IN SHORT: Kenya and France co-host the Africa Forward Summit in Nairobi on May 11 and 12, 2026, the first time in the summit’s history that a non-Francophone country co-chairs the event. French President Emmanuel Macron and Kenyan President William Ruto are joint hosts. More than 30 heads of state are expected alongside 1,500 business leaders, investors and innovators. The summit focuses on digital innovation, green industrialisation, sustainable finance, energy transition, artificial intelligence and agriculture.
Kenya has become the first English-speaking African country to co-chair France’s flagship Africa diplomacy summit, signalling a deliberate shift in Paris away from its traditional Francophone-only engagement model and toward a pan-continental partnership framework that positions Nairobi as Africa’s leading diplomatic and innovation hub.

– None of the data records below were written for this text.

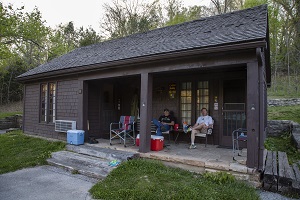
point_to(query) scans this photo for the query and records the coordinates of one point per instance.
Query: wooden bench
(278, 175)
(153, 129)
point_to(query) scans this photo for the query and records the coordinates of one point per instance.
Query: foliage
(143, 179)
(176, 13)
(124, 17)
(284, 113)
(19, 151)
(26, 42)
(283, 143)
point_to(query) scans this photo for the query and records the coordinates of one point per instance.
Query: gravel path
(265, 195)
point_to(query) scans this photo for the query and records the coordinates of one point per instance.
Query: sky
(84, 13)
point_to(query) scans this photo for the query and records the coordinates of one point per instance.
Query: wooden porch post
(263, 107)
(82, 106)
(253, 111)
(145, 112)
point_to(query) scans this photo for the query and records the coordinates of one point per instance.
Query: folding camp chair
(206, 132)
(122, 129)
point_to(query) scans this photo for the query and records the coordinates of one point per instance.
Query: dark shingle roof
(236, 27)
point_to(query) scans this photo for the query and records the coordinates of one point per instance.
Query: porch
(211, 158)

The Africa Forward Summit, running under the theme “Africa-France Partnerships for Innovation and Growth,” opens with a business forum on May 11 at the Kenyatta International Convention Centre before the heads of state plenary on May 12. Prime Cabinet Secretary Musalia Mudavadi confirmed preparations are complete and Kenya is ready to host one of its biggest diplomatic and economic gatherings.

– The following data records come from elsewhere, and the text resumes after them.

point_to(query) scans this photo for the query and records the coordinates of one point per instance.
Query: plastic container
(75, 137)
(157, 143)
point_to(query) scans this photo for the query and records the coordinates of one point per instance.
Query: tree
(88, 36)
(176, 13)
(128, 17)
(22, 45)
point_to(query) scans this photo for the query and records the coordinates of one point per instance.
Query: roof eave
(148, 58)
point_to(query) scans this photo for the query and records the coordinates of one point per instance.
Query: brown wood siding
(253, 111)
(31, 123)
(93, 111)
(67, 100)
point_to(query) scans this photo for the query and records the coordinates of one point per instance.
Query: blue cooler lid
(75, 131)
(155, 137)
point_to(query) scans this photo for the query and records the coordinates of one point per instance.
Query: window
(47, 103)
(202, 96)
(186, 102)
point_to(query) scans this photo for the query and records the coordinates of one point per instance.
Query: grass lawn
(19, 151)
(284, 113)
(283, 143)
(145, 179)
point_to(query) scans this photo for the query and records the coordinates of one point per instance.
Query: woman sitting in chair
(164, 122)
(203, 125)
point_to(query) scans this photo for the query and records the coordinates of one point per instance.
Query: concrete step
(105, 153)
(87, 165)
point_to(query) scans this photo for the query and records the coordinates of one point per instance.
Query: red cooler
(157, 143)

- France is Africa’s fourth-largest investor, with trade between France and the continent surpassing €65 billion in 2024. The decision to hold the summit in an English-speaking country reflects President Macron’s stated ambition to rebuild France-Africa relations on equal footing and across the full linguistic geography of the continent. French Ambassador Arnaud Suquet described it as symbolic of “an open and future-focused relationship.” Previous summits were held exclusively in Francophone contexts.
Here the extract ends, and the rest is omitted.